O Brasil é muito bem visto na área de tratamento para a AIDS, cujos medicamentos são distribuídos pelo SUS. Mas não sei até quando a União vai conseguir sustentar isso, sem recorrer ao subterfúgio de que se está caro e não se consegue pagar para a manutenção do sistema, a saída é fazer licenciamento compulsório. Não podemos adotar uma visão maniqueísta de que a indústria é o lobo mau e o estado é bonzinho. Existem argumentos bons para os dois lados.
LA – Em setembro de 2011, Obama assinou nova lei das patentes, cujo objetivo é ajudar a tirar o país da crise econômica. A ideia é criar um processo mais rápido de aprovação de patentes, convertendo as novas ideias em empregos. Dessa política é resultado de uma preocupação dos Estados Unidos em relação ao crescimento de países emergentes? Seria um caminho a ser pensado no Brasil?
RM - Barack Obama está sendo pressionado (inclusive sob ameaça de corte de recursos para sua campanha) por grandes grupos antagônicos: a indústria de cinema e indústria fonográfica versus Google e Youtube. Existe um projeto de lei polêmico, nos Estados Unidos, o Sopa (Stop Online Pirataria), que pretende combater a prática na internet. Isso porque existem sites que geram lucros absurdos com uma prática ilegal. O criador do megaupload, por exemplo, é um multimilionário, que fez sua fortuna disponibilizando um site para pessoas fazerem uploads de obras. Youtube e Google ganham dinheiro como? Eles lucram com obras protegidas pelo direito autoral. O Youtube já paga direito autoral ao Ecad, mas é algo recente. E Obama está nessa berlinda.
LA – Você visualiza uma solução para esse conflito?

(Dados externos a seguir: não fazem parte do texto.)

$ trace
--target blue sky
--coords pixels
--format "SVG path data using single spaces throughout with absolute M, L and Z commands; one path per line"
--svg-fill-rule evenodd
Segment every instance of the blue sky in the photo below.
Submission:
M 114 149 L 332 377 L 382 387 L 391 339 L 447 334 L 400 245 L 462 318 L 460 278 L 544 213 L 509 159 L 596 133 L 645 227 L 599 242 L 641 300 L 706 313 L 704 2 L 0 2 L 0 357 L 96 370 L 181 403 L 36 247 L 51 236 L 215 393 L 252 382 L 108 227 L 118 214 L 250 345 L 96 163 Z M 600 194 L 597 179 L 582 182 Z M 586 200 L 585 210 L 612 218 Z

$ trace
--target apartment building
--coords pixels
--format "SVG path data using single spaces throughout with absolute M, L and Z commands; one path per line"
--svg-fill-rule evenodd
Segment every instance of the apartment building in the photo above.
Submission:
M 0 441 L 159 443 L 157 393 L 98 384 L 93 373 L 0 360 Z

RM - A internet precisa ser regulamentada de alguma maneira, não é terra de ninguém. Há problemas como a possibilidade de difamar uma pessoa…
LA – E o problema do plágio. Imagino que os professores sofram bastante com isso…
RM – Professor sobre e comete plagio. Tenho ações no meu escritório contra professores com mestrado, doutorado, que publicaram trinta páginas sem fazer uma nota de rodapé. Falta uma consciência das pessoas em relação à área da propriedade intelectual. O Brasil exporta grandes compositores (Tom Jobim, João Gilberto, Dorival Caymmi, João Bosco, Ivan Lins). Mas a área de cultura não precisa de tanto investimento quanto a área de pesquisa em fármacos, por exemplo. Acabou a história do gênio aloucado que inventa dentro do gabinete. É preciso ter investimento.
LA – Falta essa visão nas empresas?
RM - Não há esse diálogo entre universidades e empresas. No Brasil, as universidades se acham acima do bem e do mal e não querem se comunicar com a sociedade. Ficam isolados nos gabinetes escrevendo artigos que não têm relevância nenhuma. O Instituto Nacional de Propriedade Industrial demora muito para conferir uma patente – o trâmite pode levar dez anos. Esses prazos precisam ser reduzidos. O Brasil chegou atrasado nessa área de propriedade intelectual, mas já está demonstrando mais firmeza.
*Luana Assiz é jornalista (Facom-UFBA) e especialista em Jornalismo Científico e Tecnológico pela mesma faculdade.